The Shackleton Walk!!

We had a beautiful day for an early morning landing in Fortuna Bay.  Fantastic in fact.  At 7:00 we loaded into the Polar Cirkle boats for a short ride to the beach. The beach is 2 km long and as we were expecting, it was filled with Antarctic Fur Seals.  Thousands of growling, howling, squealing, yelping, fighting, playing Fur Seals packed the shoreline. Big males, small females and thousands of tiny pups.  The pups are the cutest critters you have ever seen.   We were escorted by the expedition team through a veritable gauntlet of large males.  Very exciting!  
Our main goal was to get to the King Penguin colony.  7000 pairs of King Penguins were ensconced on the flat gravel moraine just below König Glacier.  The colony was a pleasant 1.5 km walk from the landing site. At the colony it was wonderful to see penguins of all ages.  Adults promenaded about in regal courtship behaviour.  The fat "furry" chicks were fun to watch. If you sat or stood quietly the young birds became accustomed to your presence.  The bolder chicks would gradually shuffle up, perhaps hopeful that we might be a source of food for them.  Now and again a chick would run amok in an exuberant burst of energy.  It was if it had been wound up too tight and then suddenly let go.  It was hysterical and difficult not to laugh right out loud.

 At 10:30 we set out on the famous the Shackleton walk, starting in Fortuna Bay and ending in Stromness. We made our way between and amongst the partially aggressive, partially inquisitive fur seals on the beach, and started climbing the tussoc-covered slope - and we still encountered some fur seals quite high on them; possibly enjoying the great view?  At the highest point in the hike, some 300 metres above sea level and some distance from the vegetation, too, we were treated to commanding vistas over the two neighbouring bays - this sight alone was definitely worth the trek!
 However, despite the fact that the vistas we had enjoyed were magnificent, the best was yet to come: once you arrive to the edge of the slope going down towards Stromness, you cannot help experiencing awe and admiration for Shackleton and his men, for it is from this spot where they saw the whaling station after their incredible and perilous journey. The numerous passengers that participated in the walk were more than happy to commemorate that famous adventure with a happy and multitudinous group photo.
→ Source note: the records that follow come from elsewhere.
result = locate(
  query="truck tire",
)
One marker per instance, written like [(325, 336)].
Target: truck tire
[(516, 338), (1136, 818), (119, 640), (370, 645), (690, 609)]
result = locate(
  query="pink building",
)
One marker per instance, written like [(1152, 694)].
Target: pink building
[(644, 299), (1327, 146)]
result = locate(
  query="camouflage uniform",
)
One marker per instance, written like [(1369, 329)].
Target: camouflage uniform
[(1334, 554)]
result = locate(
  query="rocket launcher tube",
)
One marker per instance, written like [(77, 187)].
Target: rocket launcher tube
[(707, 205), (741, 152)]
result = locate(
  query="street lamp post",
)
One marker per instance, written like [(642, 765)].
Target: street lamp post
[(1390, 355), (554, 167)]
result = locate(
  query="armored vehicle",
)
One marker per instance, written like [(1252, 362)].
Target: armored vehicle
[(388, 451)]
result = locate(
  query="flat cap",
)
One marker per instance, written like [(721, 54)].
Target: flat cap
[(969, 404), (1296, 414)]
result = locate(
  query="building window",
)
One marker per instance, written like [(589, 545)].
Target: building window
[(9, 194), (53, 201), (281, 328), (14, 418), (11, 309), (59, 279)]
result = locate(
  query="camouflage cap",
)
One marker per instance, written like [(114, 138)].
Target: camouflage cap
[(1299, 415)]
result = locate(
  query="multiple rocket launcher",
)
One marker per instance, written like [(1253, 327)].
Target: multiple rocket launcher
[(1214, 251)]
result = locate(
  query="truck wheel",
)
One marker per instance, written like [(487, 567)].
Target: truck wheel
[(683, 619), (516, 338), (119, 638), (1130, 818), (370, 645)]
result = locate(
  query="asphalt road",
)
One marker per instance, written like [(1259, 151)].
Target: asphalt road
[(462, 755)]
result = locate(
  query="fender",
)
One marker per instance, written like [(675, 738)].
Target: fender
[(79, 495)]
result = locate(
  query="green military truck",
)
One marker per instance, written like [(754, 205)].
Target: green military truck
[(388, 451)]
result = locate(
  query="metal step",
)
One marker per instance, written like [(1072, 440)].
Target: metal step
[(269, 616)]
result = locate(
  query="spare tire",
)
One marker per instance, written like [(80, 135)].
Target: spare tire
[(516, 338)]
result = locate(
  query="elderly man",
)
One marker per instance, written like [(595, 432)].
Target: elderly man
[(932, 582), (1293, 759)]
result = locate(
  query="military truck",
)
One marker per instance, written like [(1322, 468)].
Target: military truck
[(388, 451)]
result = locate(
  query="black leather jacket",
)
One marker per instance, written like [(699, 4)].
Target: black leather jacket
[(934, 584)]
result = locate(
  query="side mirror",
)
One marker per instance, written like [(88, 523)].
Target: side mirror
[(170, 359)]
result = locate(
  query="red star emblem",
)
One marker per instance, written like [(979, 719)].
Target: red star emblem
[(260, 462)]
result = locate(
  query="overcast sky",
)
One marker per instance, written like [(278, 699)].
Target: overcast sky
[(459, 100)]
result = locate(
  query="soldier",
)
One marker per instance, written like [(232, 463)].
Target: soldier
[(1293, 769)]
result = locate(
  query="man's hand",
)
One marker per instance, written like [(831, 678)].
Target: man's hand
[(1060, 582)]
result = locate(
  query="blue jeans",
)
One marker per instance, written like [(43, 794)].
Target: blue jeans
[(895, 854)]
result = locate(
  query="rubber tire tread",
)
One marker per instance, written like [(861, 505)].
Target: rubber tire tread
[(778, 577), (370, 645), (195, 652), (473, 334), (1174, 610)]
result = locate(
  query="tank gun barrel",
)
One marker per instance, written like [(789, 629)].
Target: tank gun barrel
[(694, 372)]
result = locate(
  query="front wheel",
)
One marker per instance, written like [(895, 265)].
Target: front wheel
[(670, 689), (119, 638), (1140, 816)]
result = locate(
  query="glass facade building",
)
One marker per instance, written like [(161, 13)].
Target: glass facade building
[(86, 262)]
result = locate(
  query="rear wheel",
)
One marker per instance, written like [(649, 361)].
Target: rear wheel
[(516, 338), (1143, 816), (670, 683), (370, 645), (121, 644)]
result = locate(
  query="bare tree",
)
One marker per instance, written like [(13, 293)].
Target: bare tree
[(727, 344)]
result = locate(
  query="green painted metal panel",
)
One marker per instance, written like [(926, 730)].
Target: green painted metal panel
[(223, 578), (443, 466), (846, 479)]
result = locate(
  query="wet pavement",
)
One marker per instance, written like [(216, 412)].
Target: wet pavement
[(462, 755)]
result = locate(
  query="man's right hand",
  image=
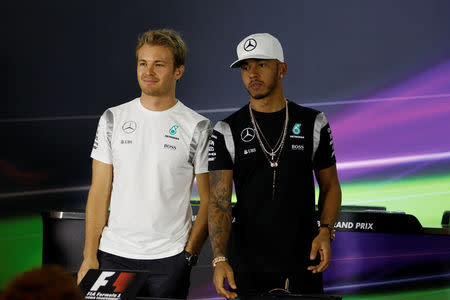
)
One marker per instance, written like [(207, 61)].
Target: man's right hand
[(86, 265), (224, 271)]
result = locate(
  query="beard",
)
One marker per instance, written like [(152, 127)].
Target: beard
[(262, 94)]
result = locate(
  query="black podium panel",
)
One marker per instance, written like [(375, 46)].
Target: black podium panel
[(366, 242)]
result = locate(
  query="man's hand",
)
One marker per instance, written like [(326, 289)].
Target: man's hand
[(321, 244), (224, 271), (86, 266)]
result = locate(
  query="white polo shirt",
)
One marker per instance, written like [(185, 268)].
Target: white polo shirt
[(155, 156)]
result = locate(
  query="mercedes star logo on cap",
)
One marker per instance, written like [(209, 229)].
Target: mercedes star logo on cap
[(250, 44), (129, 126), (248, 134)]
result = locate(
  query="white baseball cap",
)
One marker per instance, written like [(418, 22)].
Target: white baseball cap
[(259, 46)]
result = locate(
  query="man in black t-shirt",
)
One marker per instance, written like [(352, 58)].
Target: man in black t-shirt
[(271, 148)]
At 15:45 we began our third landing of the day!  But my, how the weather had changed.  As we headed for the beach by the old whaling station at Stromness, stiff winds and a biting rain blew in our face.
It didn’t seem possible but there were even more Fur Seals here than at Fortuna Bay.  We “ran the gauntlet” again and made our way behind the whaling station to visit the old whaler’s graveyard. We weren’t allowed to venture into the whaling station as the buildings are unsafe and there is still lots of asbestos on the site. Cold, wet gusts of katabatic wind periodically roared down from the glaciers, winds strong enough to knock you off balance.  The driving rain added to the wild atmosphere. 
By 18:30 we were all back within the comfy confines of Fram.  Tonight it will be time to decorate the Christmas tree!